Zydus Hospitals, Ahmedabad Unit is a 550-bed Super multi-specialty regional hospital chain in Ahmedabad, Gujarat. 

Its accredited with all the NABH certifications available in the country including Radiology , Emergency Services, Nursing Excellence, Blood Bank  . The laboratory is also  accredited by NABL . It is also the 18th hospital in India to receive the award of global green-OT.   

Since 2019 , Zydus Hospitals has been awarded ‘The Best Hospital in Ahmedabad ‘ by the extensively researched The WEEK - Marg Survey, four years in a row including 2022. 

With 180 ICU  beds and 45 bed Dialysis Centre Zydus Hospitals, Ahmedabad is spread over an estimated area of 7,50,000 square feet 

With the 3 Tesla silent MRI , 256 slice CT Scan , Da Vinci Xi Robot and 120 Holmium Watt laser amongst others Zydus Hospitals is one of the most advanced hospitals in terms of medical equipment’s.
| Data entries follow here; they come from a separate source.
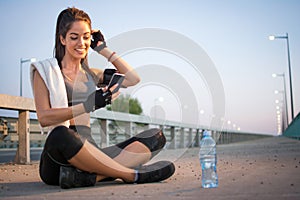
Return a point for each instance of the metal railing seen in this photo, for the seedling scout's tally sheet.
(110, 127)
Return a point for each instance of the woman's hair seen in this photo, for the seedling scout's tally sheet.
(64, 22)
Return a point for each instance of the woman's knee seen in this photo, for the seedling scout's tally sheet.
(154, 139)
(65, 141)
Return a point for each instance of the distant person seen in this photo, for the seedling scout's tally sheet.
(65, 93)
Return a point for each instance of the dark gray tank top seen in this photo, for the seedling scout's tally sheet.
(79, 89)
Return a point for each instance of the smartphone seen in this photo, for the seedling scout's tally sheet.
(116, 78)
(107, 75)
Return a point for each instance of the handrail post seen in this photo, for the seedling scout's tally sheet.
(173, 138)
(104, 133)
(23, 152)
The hospital is to invest Rs. 1,000 Crore in the state of Gujarat, one of the largest healthcare investments in India. 

Other units of the chain being Zydus Hospitals at Anand & the newly opened unit at Baroda. Zydus group has a unit in Sitapur as a JV with Suzuki 

They are soon coming with high end 300 and 400 bed  hospitals in Rajkot and Surat .

Acquisition 
Zydus Hospitals & Healthcare Private Limited is a standalone project & a separate entity from Cadila Healthcare, It has acquired the Ahmedabad unit of Columbia Asia Hospital Pvt Ltd. Financial details of the transaction were not disclosed, however the speculated amount is about 100 crores.